Couple ideas, have your guitar go into the input and check for signal at fv-1 pin 1 (input to the fv-1.

also, maybe the eeprom not being connected is the problem. I don’t know the fv-1 behavior when no eeprom chip is connected, it will either pass clean signal or be quiet.   If you don’t have an eeprom chip handy but still want to test, you can ground fv-1 pin 13, which activates the programs installed directly on the fv-1. You could use a multimeter To determine which side of R5 connects to pin 13 and hook a wire onto that resistor leg.


----------



## phi1 (Dec 8, 2019)

Also, what do you mean by “touch the program select switch”? Touch the shaft with you hand (it’s plastic so nothing should happen), or touch the pins with a probe?


----------



## DocFlo (Dec 8, 2019)

Touch the plastic shaft with hand.


----------



## phi1 (Dec 8, 2019)

Hmm. Again, since it’s plastic that doesn’t really make sense because the shaft is plastic, unless touching it actually causes some movement and somethings shorting or there’s a bad solder joint.

study the schematic to understand how the program selector switch works. There are three fv-1 pins that are either ground (0) or 3.3v (1) depending on the switch position. This makes eight possible combinations (binary 000 through 111). Check for voltage on the corresponding fv-1 pins to see if it matches what it should at each switch position.

also, visually inspect to see if you can determine why there’s a pop when you touch theplastic shaft.


----------



## DocFlo (Dec 8, 2019)

Thanks for suggesting to ground pin 13 to the ground because now chorus program is working and so I can confirm that both oscilator and FV-1 work. 

Also there isn't any pop from touching the shaft (might be a capacitor that didn't discarge). 

When I have the pin 13 grounded I can't sellect any other program by turning the select switch.


----------



## Robert (Dec 8, 2019)

The rotary switch should still change modes when running the internal programs. 

Rather than try to measure directly on the pins of the FV1, check the DC voltages on resistors R7, R16, and R17 to see if they vary depending on the position of the rotary switch.


----------



## DocFlo (Dec 8, 2019)

I've mesured DC voltages on suggested resistors but there isn't any segnificant difference (around 1 mV).

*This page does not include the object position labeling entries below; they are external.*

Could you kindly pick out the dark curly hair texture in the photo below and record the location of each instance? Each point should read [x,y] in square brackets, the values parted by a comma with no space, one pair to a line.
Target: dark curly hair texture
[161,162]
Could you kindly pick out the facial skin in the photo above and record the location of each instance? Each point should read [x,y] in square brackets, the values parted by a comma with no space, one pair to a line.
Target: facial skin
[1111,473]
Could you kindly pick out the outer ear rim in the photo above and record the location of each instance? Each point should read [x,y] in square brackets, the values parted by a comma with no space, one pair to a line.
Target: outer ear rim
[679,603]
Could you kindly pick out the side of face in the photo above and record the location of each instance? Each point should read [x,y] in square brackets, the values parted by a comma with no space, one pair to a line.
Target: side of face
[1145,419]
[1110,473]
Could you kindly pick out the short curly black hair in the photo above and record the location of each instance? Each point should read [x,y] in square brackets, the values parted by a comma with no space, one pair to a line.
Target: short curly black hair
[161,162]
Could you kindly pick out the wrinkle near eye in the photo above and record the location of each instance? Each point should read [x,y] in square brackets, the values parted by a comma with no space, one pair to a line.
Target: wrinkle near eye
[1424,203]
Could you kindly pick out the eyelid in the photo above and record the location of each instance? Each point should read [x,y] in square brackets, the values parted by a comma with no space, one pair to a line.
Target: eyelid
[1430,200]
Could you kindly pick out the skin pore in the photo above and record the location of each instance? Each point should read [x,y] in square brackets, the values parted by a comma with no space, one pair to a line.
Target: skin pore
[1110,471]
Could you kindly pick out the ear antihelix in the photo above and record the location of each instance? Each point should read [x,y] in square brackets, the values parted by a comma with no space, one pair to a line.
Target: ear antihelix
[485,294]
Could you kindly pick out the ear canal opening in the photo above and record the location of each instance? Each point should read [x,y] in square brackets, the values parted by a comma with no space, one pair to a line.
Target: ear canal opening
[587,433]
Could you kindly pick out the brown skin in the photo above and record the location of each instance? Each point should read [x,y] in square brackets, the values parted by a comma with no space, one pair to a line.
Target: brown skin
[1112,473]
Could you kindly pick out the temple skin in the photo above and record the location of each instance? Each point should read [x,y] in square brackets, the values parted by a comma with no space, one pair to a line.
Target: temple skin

I assumed this isn't normal and checked continuity between middle and other pins  of the switch and there is none whatsoever.


----------



## DocFlo (Dec 8, 2019)

I have located the problem regarding the program select switch: the switch isn't working (that also explains the pop). I also figured out that my EEPROM wasn't programmed correctly and solved that problem too.

Thanks to both of you for your time and help!


----------



## Milos38 (Dec 9, 2019)

I think I may have a dodgy switch on mine. I get intermittent signal from certain positions, otherwise popping when they don’t work. I might reflow the joints and try again. I built another one though with no problem, fires perfectly in each position, I am giving that one to my dad so I still want to get my one fixed. Thanks for the info above I’ll have a look and see what I get.


----------



## Milos38 (Dec 9, 2019)

I have figured out if I push down harder on my switch as I turn it, it changes through all the modes. Not ideal but I can work with it. Continuity is good in switch positions as I rotate through. Still confused about the switch and having to add force downward as I turn it to get it to work. All pins are correct, unless there is some other point on the base that needs to connect with the pcb?


----------



## phi1 (Dec 9, 2019)

Just the 9 pins need soldered to the pcb, no other connection from switch is needed. Sounds like maybe the switch supplier made a bad batch.


----------